"A me interessa il viaggio ma anche le sue diramazioni. A me interessano le sfaccettature e i dettagli. Sprofondare nell'arte suave per riemergere di una sostanza fresca, contaminata dalle opportunità del sentire "marziale". Questo è il mio personale viaggio verso la "nera", questo è il mio piccolo contributo alla comunità del Jiu Jitsu."

lunedì 12 luglio 2010

Dream 15: Shinya Aoki vs. Tatsuya Kawajiri

Ero quasi in apprensione per Aoki. Dopo averlo visto piangere e disperarsi per la sconfitta subita, ma meritata, inflittagli da un ottimo Gilbert Melendez allo STRIKEFORCE mi chiedevo come si sarebbe presentato in questo nuovo appuntamento del DREAM. Non parlo delle capacità atletiche, indiscusse, ma quelle psicologiche. Insomma, ero curioso di vedere come un campione, dal punto di vista caratteriale, avrebbe gestito le proprie emozioni e le proprie aspettative.
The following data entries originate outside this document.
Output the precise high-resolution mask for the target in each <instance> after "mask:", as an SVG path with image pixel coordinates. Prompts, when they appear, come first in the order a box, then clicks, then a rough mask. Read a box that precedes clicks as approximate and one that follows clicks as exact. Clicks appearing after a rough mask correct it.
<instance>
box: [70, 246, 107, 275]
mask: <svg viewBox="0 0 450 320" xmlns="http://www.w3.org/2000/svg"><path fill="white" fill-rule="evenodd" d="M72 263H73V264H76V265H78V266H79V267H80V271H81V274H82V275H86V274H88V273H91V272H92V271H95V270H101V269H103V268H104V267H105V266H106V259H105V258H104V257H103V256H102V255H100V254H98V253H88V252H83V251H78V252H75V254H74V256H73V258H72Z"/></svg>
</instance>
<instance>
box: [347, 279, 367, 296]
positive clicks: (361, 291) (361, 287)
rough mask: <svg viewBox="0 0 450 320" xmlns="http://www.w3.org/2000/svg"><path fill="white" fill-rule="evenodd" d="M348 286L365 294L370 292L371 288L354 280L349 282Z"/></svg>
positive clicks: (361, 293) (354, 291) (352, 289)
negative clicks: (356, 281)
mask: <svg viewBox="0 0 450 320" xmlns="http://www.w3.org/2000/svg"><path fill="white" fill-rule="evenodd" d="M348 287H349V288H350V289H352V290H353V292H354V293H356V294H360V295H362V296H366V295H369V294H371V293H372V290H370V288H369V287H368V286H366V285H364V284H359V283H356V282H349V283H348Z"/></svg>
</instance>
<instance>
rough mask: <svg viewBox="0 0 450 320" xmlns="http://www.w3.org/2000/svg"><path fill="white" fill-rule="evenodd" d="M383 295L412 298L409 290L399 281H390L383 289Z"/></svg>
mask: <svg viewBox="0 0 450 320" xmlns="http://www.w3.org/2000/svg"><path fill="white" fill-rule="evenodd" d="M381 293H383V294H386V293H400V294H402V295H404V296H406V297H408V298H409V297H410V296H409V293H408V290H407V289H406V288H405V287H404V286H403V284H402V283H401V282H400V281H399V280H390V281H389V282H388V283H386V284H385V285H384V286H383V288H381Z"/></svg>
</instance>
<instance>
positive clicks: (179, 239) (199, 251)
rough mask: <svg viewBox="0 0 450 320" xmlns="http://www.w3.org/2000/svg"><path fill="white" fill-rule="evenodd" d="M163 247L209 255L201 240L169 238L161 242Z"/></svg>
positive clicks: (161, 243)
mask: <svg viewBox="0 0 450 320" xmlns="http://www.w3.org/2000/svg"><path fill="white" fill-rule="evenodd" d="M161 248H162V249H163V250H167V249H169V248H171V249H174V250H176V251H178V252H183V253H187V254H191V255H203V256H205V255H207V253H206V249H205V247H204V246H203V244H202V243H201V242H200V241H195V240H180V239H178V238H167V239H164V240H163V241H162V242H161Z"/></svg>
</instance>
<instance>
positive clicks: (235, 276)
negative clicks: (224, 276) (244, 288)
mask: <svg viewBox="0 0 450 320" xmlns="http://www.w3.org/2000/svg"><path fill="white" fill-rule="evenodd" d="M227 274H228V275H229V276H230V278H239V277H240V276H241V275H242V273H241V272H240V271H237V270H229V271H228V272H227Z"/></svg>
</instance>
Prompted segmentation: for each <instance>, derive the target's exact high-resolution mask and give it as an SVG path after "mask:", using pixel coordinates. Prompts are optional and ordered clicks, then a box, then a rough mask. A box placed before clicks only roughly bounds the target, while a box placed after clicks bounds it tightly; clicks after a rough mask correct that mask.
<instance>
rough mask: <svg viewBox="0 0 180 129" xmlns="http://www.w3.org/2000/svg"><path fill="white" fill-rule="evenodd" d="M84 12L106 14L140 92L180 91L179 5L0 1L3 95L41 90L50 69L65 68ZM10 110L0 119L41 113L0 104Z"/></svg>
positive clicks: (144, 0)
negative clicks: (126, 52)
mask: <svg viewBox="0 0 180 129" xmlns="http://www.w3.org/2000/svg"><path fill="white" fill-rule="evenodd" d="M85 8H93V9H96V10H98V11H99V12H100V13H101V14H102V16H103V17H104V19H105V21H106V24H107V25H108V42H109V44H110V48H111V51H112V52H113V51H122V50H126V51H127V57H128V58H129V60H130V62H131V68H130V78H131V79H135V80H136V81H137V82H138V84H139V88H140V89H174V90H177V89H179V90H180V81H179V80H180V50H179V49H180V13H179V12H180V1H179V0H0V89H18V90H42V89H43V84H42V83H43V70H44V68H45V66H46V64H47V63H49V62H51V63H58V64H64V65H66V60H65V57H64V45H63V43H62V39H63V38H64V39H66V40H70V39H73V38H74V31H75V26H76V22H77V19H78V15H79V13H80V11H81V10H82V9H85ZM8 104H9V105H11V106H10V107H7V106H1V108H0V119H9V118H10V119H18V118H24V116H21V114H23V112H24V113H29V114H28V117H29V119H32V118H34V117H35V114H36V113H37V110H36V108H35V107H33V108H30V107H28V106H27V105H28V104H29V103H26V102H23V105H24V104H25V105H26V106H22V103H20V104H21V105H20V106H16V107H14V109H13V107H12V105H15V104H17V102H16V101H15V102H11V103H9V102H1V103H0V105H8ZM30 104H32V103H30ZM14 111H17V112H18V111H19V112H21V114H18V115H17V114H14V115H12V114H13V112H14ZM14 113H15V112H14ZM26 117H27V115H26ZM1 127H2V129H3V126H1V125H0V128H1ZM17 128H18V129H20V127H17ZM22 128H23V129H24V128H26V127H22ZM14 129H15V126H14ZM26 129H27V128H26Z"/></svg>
Proprio nel backstage dello STRIKEFORCE, Shinya piangeva questi versi "Ahhhh....non mi sono piaciuto....così non va....non mi piace proprio! Se continua così tanto vale ritirarsi!". Paroloni, anche se singhiozzati.

Ebbene, nella 15ma edizione del DREAM (che si è disputato il 10 luglio) si è trovato contro un ottimo atleta, un certo Tatsuya Kawajiri, soprannominato "The Crusher" per la sua abilità di mazzolarti ben bene a terra con sonore mazzate.
Kawajiri è un avversario duro per tutti e molti eccellenti fighter ne hanno saggiato le qualità di questa stella del Sol Levante.

Il match, quindi, era sulla carta interessante.
Contro Melendez, infatti, Aoki ha mostrato una certa debolezza.
Primo, quella caratteriale: un atteggiamento troppo sicuro e a tratti spavaldo. La consapevolezza di essere uno dei top della sua classe e mostrarlo a tutti gli Stati Uniti d'America.
Secondo, un limite strategico: "Portatemi pure al suolo, tanto vi piazzo qualche esotica combinazione di sottomissioni articolari!". Strategia che si è rivelata fallimentare e che è costata una serie di bombe sul viso che acquisiva le sembianze di un topolino, piuttosto che quelle di un leone.

Invece, devo applaudire l'atleta che ho visto ul ring ritrovato del DREAM. Aoki aveva uno sguardo maturo, concentrato, senza fronzoli e finalmente senza quegli orripilanti (scherzo) e variopinti pantaloni da circo.
Prima del gong, tiene lo sguardo a terra, forse per non farsi conquistare emotivamente.
Tiene una guardia destra ben solida e decide immediatamente di portare il confronto nello stile a lui più congeniale: a terra.
Il tentativo del single-leg non dà l'esisto sperato, ma Aoki cambia direzione e non molla quel piede finchè....

C'è poco da dire! Aoki è andato sul sicuro...e mi pare giusto. Ha voluto concretizzare ciò che sa fare meglio, senza esitazioni e senza scuse.
Quasi esulta composto e non si lascia andare a gesti che in passato lo hanno de-qualificato come atleta e come persona (vedi il dito medio alzato contro Mizuto Hirota). Ora, ma solo ora, mi sembra pronto per la piazza americana.
Curiosità: quando sai tirare una tecnica, poco importa se la chiusura della stessa possa essere un poco bizzarra. Tra le transizioni tra un tentativo e l'altro di chiudere la leva, noterete che le gambe (ed anche le mani) di Aoki assumono posture forse non comuni. Ma una leva è una leva e Aoki sa bene come farti battere!